QTLtools trans - trans QTL analysis
QTLtools trans --vcf
[in.vcf|
in.vcf.gz|
in.bcf|
in.bed.gz] --bed
quantifications.bed.gz [--nominal | --permute |
--sample integer | --adjust in.txt]
--out
output.txt [OPTIONS]
This mode maps trans (distal) quantitative trait loci (QTLs) that affect the
phenotypes, using linear regression. The method is detailed in
<
https://www.nature.com/articles/ncomms15452>. We first regress out the
provided covariates from the phenotype data, followed by running the linear
regression between the phenotype residuals and the genotype. If
--normal and
--cov are provided at the same time, then the
residuals after the covariate correction are rank normal transformed. It
incorporates an efficient permutation scheme. You can run a nominal pass (
--nominal) listing all genotype-phenotype associations below a certain
threshold, a permutation pass (
--permute or
--sample
no_genes_to_sample) to empirically characterize the null distribution
of associations, or adjust the nominal p-values based on permutations (
--adjust).
In the full permutation scheme (
--permute) we permute all phenotypes
using the same random number sequence to preserve the correlation structure.

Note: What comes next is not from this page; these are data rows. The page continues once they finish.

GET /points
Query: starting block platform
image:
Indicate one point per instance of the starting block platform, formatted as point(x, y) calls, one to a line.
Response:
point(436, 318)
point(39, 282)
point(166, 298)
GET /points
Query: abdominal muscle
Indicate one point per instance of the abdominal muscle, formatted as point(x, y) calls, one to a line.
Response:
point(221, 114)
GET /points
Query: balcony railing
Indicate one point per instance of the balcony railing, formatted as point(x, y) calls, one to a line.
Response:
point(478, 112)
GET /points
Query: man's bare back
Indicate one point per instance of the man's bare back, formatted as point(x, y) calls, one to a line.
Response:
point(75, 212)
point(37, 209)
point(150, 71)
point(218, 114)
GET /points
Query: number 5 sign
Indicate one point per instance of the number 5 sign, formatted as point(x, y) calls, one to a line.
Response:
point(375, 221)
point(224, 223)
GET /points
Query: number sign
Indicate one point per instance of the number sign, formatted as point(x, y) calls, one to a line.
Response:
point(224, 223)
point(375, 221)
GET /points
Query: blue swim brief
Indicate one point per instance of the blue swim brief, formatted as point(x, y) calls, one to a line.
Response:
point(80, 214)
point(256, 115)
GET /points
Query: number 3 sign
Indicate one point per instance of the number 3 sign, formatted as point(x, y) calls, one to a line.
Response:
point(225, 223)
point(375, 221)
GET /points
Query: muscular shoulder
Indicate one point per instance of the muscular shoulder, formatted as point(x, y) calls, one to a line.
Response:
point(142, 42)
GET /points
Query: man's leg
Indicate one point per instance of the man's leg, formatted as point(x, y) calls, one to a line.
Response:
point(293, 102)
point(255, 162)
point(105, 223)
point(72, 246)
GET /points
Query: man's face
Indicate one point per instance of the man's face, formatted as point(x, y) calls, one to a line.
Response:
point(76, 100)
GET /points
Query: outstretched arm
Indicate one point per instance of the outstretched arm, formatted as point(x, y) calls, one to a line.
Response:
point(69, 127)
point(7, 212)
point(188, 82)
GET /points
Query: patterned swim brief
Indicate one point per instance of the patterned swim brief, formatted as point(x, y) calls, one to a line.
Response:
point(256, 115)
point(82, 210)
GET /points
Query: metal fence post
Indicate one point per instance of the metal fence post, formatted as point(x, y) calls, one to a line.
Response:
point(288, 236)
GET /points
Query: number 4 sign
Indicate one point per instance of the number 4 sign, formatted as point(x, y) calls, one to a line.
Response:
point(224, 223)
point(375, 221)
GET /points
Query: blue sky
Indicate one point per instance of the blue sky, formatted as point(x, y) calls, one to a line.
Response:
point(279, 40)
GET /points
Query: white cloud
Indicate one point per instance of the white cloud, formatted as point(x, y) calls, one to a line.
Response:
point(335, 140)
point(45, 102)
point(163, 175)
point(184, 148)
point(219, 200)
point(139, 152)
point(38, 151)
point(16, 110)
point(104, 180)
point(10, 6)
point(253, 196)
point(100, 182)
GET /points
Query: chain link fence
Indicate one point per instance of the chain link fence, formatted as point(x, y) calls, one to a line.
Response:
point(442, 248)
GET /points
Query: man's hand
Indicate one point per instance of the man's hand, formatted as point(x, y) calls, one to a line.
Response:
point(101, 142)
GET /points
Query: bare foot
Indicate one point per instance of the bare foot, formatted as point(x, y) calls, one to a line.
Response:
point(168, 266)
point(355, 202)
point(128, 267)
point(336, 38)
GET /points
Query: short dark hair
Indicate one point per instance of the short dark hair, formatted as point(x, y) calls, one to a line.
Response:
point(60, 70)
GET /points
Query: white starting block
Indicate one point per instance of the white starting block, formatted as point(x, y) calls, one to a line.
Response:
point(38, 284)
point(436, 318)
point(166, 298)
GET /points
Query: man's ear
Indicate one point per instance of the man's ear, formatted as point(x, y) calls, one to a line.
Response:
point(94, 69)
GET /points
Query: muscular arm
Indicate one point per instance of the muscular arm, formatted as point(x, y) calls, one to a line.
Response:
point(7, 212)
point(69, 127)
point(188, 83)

By doing so, the only association we actually break in the data is between the
genotype and the phenotype data. Then, we proceed with a standard association
scan identical to the one used in the nominal pass. In practice, we repeat
this for 100 permutations of the phenotype data. Subsequently, we can proceed
with FDR correction by ranking all the nominal p-values in ascending order and
by counting how many p-values in the permuted data sets are smaller. This
provides an FDR estimate: if we have 500 p-values in the permuted data sets
that are smaller than the 100th smallest nominal p-value, we can then assume
that the FDR for the 100 first associations is around 5% (=500/(100 ×
100)).
To enable fast screening in trans, we also designed an approximation of the
method described just above based on what we already do in cis. To make it
possible, we assume that the phenotypes are independent and normally
distributed (which can be enforced with
--normal). The idea is that
since all phenotypes are normally distributed, effectively they are the same,
and also the cis region removed from each phenotype is so small compared to
rest of the genome that its phenotype specific impact is negligible. Hence the
number of and the correlation amongst variants for each phenotype is
approximately the same, and each phenotype is approximately the same; thus we
can run permutations with a small number of phenotypes rather then all, which
drastically decreases the computational burden and the null distribution
generated can be applied to all phenotypes. The implementation draws from the
null by permuting some randomly chosen phenotypes, testing for associations
with all variants in trans and storing the smallest p-value. When we repeat
this many times (typically 1000), effectively building a null distribution of
the strongest associations for a single phenotype. We then make it continuous
by fitting a beta distribution as we do in cis and use it to adjust every
nominal p-value coming from the initial pass for the number of variants being
tested. To correct for the number of phenotypes being tested, we estimate FDR
as we do in cis; that is from the best adjusted p-values per phenotype (one
per phenotype). This also gives an adjusted p-value threshold that we use to
identify all phenotype-variant pairs that are whole-genome significant. In our
experiments, this approach gives similar results to the full permutation
scheme both in term of FDR estimates and number of discoveries, while running
faster.
Since linear regressions assumes normally distributed data, we
highly
recommend using the
--normal option to rank normal transform the
phenotype quantifications in order to avoid false positive associations due to
outliers. If you are using the approximate permutation scheme (
--sample)
you MUST use the --normal option or make sure that your
phenotypes are normally distributed.
- --vcf
[in.vcf|in.bcf|in.vcf.gz|
in.bed.gz]
- Genotypes in VCF/BCF format, or another molecular phenotype
in BED format. If there is a DS field in the genotype FORMAT of a variant
(dosage of the genotype calculated from genotype probabilities, e.g. after
imputation), then this is used as the genotype. If there is only the GT
field in the genotype FORMAT then this is used and it is converted to a
dosage. REQUIRED.
- --bed quantifications.bed.gz
- Molecular phenotype quantifications in BED format.
REQUIRED.
- --out output.txt
- Output file. REQUIRED.
- --cov covariates.txt
- Covariates to correct the phenotype data with.
- --normal
- Rank normal transform the phenotype data so that each
phenotype is normally distributed. RECOMMENDED.
- --window integer
- Size of the cis window to remove flanking each phenotype's
start position. DEFAULT=5000000.
- --threshold float
- P-value threshold below which hits are reported. Give 1.0
to print everything, which may generate a huge file. When --adjust
is provided, this threshold applies to the adjusted p-values.
DEFAULT=1e-5.
- --bins integer
- Number of bins to use to categorize all p-values above
--threshold. DEFAULT=1000.
- --nominal
- Calculate the nominal p-value for the genotype-phenotype
associations and print out the ones that pass the provided threshold.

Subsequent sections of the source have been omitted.